A more subtle case is when the new binary returns errors on a relatively small fraction of queries – say, a user setting change request, or only for users whose name contains an apostrophe for good or bad reasons. With this failure mode, the problem may only become manifest in your overall monitoring once the majority of your service instances are upgraded. For this reason, it can be useful to have error and latency summaries for your service instance broken down by binary release version.

Rollbacks
Before you plan to roll out a new binary or image to your service, you should ask yourself, “What will I do if I discover a catastrophic / debilitating / annoying bug in this release?” Not because it might happen, but because sooner or later it is going to happen and it is better to have a well-thought out plan in place instead of trying to make one up when your service is on fire.

The temptation for many bugs, particularly if they are not show-stoppers, is to build a quick patch and then “roll forward,” i.e., make a new release that consists of the original release plus the minimal code change necessary to fix the bug (a “cherry-pick” of the fix). We don’t generally recommend this though, especially if the bug in question is user-visible or causing significant problems internally (e.g., doubling the resource cost of queries).
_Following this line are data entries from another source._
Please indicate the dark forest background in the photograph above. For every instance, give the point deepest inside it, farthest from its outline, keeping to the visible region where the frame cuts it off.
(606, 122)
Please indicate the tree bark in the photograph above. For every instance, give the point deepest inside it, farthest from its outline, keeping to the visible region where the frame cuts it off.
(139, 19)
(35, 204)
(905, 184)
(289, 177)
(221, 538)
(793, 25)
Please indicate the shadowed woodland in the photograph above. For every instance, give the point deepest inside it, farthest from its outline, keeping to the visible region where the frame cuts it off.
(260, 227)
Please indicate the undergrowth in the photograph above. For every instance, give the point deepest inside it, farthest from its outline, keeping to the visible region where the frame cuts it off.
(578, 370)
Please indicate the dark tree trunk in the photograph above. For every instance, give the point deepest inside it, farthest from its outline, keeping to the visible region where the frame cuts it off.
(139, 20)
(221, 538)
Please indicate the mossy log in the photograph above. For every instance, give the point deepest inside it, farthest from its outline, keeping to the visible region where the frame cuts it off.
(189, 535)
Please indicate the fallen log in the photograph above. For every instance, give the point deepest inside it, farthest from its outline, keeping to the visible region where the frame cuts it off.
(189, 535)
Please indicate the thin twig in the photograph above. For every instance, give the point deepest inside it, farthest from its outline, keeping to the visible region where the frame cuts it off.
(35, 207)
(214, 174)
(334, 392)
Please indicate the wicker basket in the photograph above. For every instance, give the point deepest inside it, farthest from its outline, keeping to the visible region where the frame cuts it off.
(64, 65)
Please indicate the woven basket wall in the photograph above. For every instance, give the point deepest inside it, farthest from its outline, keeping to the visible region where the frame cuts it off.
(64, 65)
What’s wrong with rolling forward? Put yourself in the shoes of the software developer: your manager is bouncing up and down next to your desk, blood pressure visibly climbing, demanding to know when your fix is going to be released because she has your company’s product director bending her ear about all the negative user feedback he’s getting. You’re coding the fix as fast as humanly possible, because for every minute it’s down another thousand users will see errors in the service. Under this kind of pressure, coding, testing or deployment mistakes are almost inevitable.

We have seen this at Google any number of times, where a hastily deployed roll-forward fix either fails to fix the original problem, or indeed makes things worse. Even if it fixes the problem it may then uncover other latent bugs in the system; you’re taking yourself further from a known-good state, into the wilds of a release that hasn’t been subject to the regular strenuous QA testing.

At Google, our philosophy is that “rollbacks are normal.” When an error is found or reasonably suspected in a new release, the releasing team rolls back first and investigates the problem second. A request for a rollback is not interpreted as an attack on the releasing team, or even the person who wrote the code containing the bug; rather, it is understood as The Right Thing To Do to make the system as reliable as possible for the user. No-one will ask “why did you roll back this change?” as long as the rollback changelist describes the problem that was seen.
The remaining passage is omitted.